Executive Moms: How Things Have Gotten Better and Worse
'Power Moms' author Joann Lublin on experiences of boomers, Gen Xers and millennials
In the 1980s, while in her late 30s, Wall Street Journal reporter Joann Lublin became one of two women running the paper's London bureau and stepped into management. Her four-year-old daughter Abra, Lublin writes in her new book "Power Moms: How Executive Mothers Navigate Work and Life," was "not thrilled."

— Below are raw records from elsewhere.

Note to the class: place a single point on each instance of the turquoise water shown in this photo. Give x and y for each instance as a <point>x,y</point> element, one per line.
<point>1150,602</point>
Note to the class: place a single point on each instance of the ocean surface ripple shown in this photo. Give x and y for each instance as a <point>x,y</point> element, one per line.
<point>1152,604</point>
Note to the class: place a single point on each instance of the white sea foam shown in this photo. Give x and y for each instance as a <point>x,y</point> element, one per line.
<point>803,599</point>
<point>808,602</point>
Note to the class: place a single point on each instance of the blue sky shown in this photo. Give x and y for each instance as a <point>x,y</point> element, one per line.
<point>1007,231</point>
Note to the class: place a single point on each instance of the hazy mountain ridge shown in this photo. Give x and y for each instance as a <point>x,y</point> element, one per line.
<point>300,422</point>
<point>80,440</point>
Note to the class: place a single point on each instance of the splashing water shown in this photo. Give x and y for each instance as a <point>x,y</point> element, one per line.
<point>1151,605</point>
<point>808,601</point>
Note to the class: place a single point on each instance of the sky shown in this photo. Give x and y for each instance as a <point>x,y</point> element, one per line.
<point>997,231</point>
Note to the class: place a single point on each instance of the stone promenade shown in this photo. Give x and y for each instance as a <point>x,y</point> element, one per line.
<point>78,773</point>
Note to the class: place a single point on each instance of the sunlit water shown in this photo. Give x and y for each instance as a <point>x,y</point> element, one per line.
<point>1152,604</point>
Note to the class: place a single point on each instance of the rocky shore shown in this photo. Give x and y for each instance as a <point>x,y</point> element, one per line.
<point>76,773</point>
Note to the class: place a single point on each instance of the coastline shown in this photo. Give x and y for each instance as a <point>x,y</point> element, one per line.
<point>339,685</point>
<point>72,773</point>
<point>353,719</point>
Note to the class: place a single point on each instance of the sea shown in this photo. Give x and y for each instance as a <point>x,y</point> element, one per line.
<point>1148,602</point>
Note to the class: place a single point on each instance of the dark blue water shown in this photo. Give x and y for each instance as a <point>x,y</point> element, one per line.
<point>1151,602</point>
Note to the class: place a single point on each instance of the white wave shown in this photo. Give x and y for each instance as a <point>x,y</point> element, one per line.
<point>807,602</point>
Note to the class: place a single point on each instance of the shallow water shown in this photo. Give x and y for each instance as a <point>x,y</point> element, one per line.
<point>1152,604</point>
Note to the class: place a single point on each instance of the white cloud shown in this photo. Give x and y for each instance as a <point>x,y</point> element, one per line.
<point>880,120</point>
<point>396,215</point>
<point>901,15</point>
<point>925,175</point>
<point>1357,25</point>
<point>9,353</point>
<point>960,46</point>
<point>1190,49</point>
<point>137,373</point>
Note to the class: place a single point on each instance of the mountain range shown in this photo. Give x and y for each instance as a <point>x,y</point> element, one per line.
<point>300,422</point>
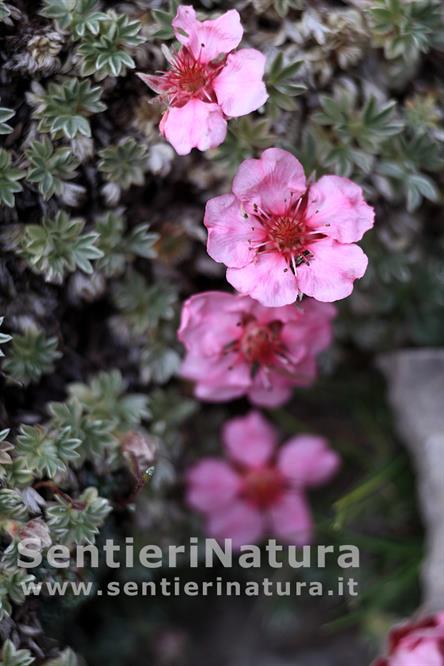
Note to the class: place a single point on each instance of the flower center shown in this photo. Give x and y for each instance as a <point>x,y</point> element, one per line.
<point>287,233</point>
<point>189,79</point>
<point>259,343</point>
<point>263,487</point>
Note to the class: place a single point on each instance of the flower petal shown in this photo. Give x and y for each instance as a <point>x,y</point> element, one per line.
<point>270,182</point>
<point>209,321</point>
<point>311,327</point>
<point>267,278</point>
<point>249,439</point>
<point>308,460</point>
<point>271,390</point>
<point>337,208</point>
<point>291,519</point>
<point>229,233</point>
<point>239,521</point>
<point>239,87</point>
<point>195,125</point>
<point>211,484</point>
<point>329,276</point>
<point>216,377</point>
<point>208,39</point>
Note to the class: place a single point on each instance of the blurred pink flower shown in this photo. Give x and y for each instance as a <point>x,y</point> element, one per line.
<point>237,347</point>
<point>207,82</point>
<point>281,237</point>
<point>416,644</point>
<point>259,492</point>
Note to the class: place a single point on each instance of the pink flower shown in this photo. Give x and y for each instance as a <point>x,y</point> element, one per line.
<point>237,347</point>
<point>258,492</point>
<point>208,82</point>
<point>417,644</point>
<point>280,237</point>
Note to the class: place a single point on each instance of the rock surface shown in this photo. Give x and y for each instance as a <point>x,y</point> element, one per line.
<point>416,391</point>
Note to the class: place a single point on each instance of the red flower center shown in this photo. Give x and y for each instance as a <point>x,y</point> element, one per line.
<point>263,487</point>
<point>287,233</point>
<point>259,343</point>
<point>189,79</point>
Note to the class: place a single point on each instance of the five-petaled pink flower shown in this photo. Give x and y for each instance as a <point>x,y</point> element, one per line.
<point>236,347</point>
<point>259,492</point>
<point>208,81</point>
<point>281,237</point>
<point>416,644</point>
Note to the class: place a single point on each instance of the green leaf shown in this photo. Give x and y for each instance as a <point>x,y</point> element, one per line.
<point>13,657</point>
<point>30,356</point>
<point>5,114</point>
<point>106,52</point>
<point>50,167</point>
<point>63,108</point>
<point>124,163</point>
<point>59,246</point>
<point>9,177</point>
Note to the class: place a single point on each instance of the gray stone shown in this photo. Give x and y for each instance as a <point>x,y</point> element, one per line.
<point>416,391</point>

As Lublin headed to a plane to England to arrange for child care, schools and housing, Abra screamed hysterically: "Mommy, don't go! Mommy, don't go!" Lublin was filled with guilt — "a guilt that many working mothers know well," she writes.
They still often do, based on the reporting the longtime Wall Street Journal career columnist did for her new book. But, as Lublin told me when I interviewed her, life for today's Power Moms has improved in a number of ways — partly due to something millennial Power Moms call "sway." (More about that, and my Zoom interview with her, shortly.)
"The boomer moms did not feel comfortable for the most part about broadcasting their parental status."
Lublin, who's based in Dresher, Pa., interviewed 86 women — members of the first wave of boomer Power Moms like herself — and Gen Xers and millennials in the second wave today. The author of the earlier book "Earning It: Hard-Won Lessons From Trailblazing Women at the Top of The Business World" also spoke for this one with 25 adult daughters of boomer executive moms to learn what life was like growing up with them (spoiler alert: not always great) and how the experience has shaped their own careers.
Richard Eisenberg: Do you feel that you sacrificed anything, either being a mother or being in management, because you were a working mom in the 1980s?
Joann Lublin: There wasn't a lot of room for asking to be treated differently when there weren't role models. This is one of the biggest differences that I saw between these two generations.
These Gen X and millennial moms who are moving into executive roles can see that it's been done before. And they have not only older women who have had kids and became successful executives who can be role models. They [the boomer Power Moms] can be their sponsors; they can vouch for their abilities and their capabilities of combining motherhood and executive careers.
How would you describe the attitude of top management in corporations toward Power Moms in the 1980s?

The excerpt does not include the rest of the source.